Throughout the year, Nussbaum witnessed patients develop trust with the medical students. For example, he describes an interaction one student, Itzam Marin, had with a female patient, where the patient kept referring to Marin as her doctor. Despite Marin correcting the patient and reminding her that he is still a student, the patient disagreed, saying she felt that Marin was more her doctor than a lot of other doctors.
It is a sentiment Adams has seen in her own research on the effectiveness of the longitudinal integrated clerkship. One research report found patients deeply valued the therapeutic alliances they built with the students, leading to improved patient experience, mitigation of perceived health system failures, and subjective improvement in health outcomes.
“At Denver Health, we interviewed patients about their experiences with these students and heard phenomenal descriptions of the impact the students had,” Adams says. “Our students really thrive in their connection with patients, and they flourish in their own professional development, personal journey, and connection with faculty.”
Around 2017, when the CU School of Medicine began reassessing its curriculum, Adams took the opportunity to pitch expanding the longitudinal integrated clerkship to all medical students.
“When we really looked at the literature, it's clear — this model produced better doctors,” Adams says. “We presented that data to school leaders, showing we can achieve equal if not better academic outcomes and that our doctors would be more patient-centered and empathetic.”
Shanta Zimmer, MD, the senior associate dean for education, said the curriculum change aimed to find the best ways to train physicians to be community leaders who feel a sense of ownership in the health of their patients.
“The data we reviewed showed that this model is the absolute best way to create the types of doctors we want to create,” she says. “This was one of the most data-driven decisions we made in the new curriculum.”
Zimmer says the data showed this model results in doctors who are more compassionate, patient-centered, community-centered, and still perform as well — or even better — than the other model. She believes this approach is what medical students dream of when they envision becoming a doctor, as they can form meaningful relationships with patients early on.
“I want everybody who graduates from the CU School of Medicine to be somebody who earns the trust of their patients and their families. And I think this model helps us to produce — and preserve — that type of person,” Zimmer says. “I’m really proud of the work Jen has done to create this model and to work to implement it across the entire school.”

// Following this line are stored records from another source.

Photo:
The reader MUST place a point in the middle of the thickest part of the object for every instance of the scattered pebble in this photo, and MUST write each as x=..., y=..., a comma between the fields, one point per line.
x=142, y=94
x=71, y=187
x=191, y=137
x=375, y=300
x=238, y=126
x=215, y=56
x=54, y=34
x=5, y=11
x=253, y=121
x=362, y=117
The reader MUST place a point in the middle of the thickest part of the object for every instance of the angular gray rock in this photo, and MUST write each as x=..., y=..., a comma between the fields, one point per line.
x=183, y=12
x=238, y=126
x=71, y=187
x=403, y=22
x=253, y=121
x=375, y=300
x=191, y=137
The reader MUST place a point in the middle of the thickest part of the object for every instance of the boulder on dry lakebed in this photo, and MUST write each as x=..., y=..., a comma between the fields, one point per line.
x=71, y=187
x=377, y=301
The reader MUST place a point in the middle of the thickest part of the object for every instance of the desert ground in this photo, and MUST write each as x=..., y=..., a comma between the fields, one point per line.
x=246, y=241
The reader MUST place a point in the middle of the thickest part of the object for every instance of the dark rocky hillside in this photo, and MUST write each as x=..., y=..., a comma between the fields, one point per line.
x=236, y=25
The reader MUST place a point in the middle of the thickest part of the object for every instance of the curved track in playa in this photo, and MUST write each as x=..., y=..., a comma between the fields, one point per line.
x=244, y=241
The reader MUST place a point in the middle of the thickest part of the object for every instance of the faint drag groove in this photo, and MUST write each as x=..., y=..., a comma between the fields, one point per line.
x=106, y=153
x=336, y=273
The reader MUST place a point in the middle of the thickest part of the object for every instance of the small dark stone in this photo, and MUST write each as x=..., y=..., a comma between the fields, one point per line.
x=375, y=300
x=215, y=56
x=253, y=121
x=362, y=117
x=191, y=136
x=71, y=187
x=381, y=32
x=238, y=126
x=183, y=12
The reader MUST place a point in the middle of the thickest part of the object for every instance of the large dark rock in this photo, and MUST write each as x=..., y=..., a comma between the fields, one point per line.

Today, the CU School of Medicine has 16 longitudinal integrated clerkship programs at sites across Colorado. Students are matched to programs based on their preferences, such as those interested in pediatrics being placed at Children’s Hospital Colorado.
“It’s interesting to read the book now and reflect back on where we started,” Adams says. “It’s gratifying to realize that we stayed true to those roots and the importance of patient-centered education and connection to the community.
“We continue to maintain those positive outcomes we originally saw with the pilot program,” she adds. “We are now going into our third year of this new curriculum, and we’re seeing the same positive outcomes.”
When people read his book, Nussbaum hopes they recognize the sacrifices people who go into medicine make and the value of changing medical education so it benefits all people.
“All of us either are, or will become, patients someday,” Nussbaum says. “We need to have a medical practice that teaches about how to care for the body and the community.”